There was an interesting discussion on the Philosophers Zone a month or so back on the perils of translation in philosophy. We theologians are familiar with the problem, and often share much the same complaints. But then there came this interesting comment from the host, Alan Saunders, which got me thinking about the grace-filled possibilities of mis-translation in both philosophy and theology:
Alan Saunders: There is such a thing I suppose, perhaps you might both have opinions on this, there is such a thing, and it’s not a very philosophical point, but there is such a thing as fruitful mistranslation.
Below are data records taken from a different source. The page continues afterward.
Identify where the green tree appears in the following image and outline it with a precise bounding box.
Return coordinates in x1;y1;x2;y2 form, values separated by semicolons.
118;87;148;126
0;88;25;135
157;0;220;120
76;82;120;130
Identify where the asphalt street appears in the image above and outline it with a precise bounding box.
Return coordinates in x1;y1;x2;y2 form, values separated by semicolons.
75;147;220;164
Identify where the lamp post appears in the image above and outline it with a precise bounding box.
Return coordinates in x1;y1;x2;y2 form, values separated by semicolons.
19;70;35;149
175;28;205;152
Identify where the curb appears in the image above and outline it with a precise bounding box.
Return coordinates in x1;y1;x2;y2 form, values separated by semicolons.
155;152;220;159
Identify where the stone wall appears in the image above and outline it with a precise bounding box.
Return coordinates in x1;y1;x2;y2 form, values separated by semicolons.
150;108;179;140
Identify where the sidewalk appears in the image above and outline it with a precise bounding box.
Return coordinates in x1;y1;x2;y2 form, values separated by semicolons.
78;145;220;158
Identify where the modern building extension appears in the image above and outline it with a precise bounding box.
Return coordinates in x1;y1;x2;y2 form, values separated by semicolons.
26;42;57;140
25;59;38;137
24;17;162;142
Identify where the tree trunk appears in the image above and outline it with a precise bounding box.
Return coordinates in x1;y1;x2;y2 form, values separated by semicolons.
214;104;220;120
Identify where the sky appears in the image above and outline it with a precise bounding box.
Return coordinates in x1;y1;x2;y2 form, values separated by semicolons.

The opening of the Gospel according to St John in the King James translation from the 17th century, it goes ‘The light shineth in the darkness and the darkness comprehendeth it not.’ Now ‘comprehendeth’ just means the darkness hasn’t put it out and in modern translations they say, ‘The darkness has not put it out.’ But what you get if you’ve got a 21st century mind applying yourself to this 17th century translation of an ancient Greek text, what you get is the notion that the darkness can’t understand the light, it cannot comprehend the light. And that’s a lovely thought, even though it has nothing to do with the original. So we can get that sort of thing from translation as well, can’t we?
Rick Benitez: And you sometimes feel robbed when the scholars come along and correct.
Exactly, Dr Benitez. Modern scripture scholars are forever knocking favourite old ideas on the head with their new scholarly exegeses that cut out beloved traditional applications and interpretations of scripture. The most famous case, of course, is that of Matthew 1:23 “Behold, a virgin shall conceive and bear a son”, which is, as is well known, based on the Greek Septuagint mistranslation of the Hebrew for “young woman” in Isaiah 7:14. But in precisely this case, we see how important the mistranslation has become for orthodox Christian theology.
For the fact remains that sometimes what is dismissed as a “mistranslation” can contain an element of the original text–a possibility for application and fulfillment which happens on many different levels in biblical interpretation–that would be overlooked by a more “literal” or “surface level” translation. Even the translation “comprehendeth” in John 1:5 captures something of the original text, even if not the major intent of katalambanein.
And here is something worth thinking about: There is a good case to be made for the Septuagint as our original Old Testament. The Greek Canon of the Septuagint is in fact much older than the Hebrew Canon, predating even the Dead Sea scrolls. The decision by scholars to adopt the Biblical Hebraica as the basis for Christian Old Testament is precisely that–a scholarly, rather than an ecclesiastical, decision.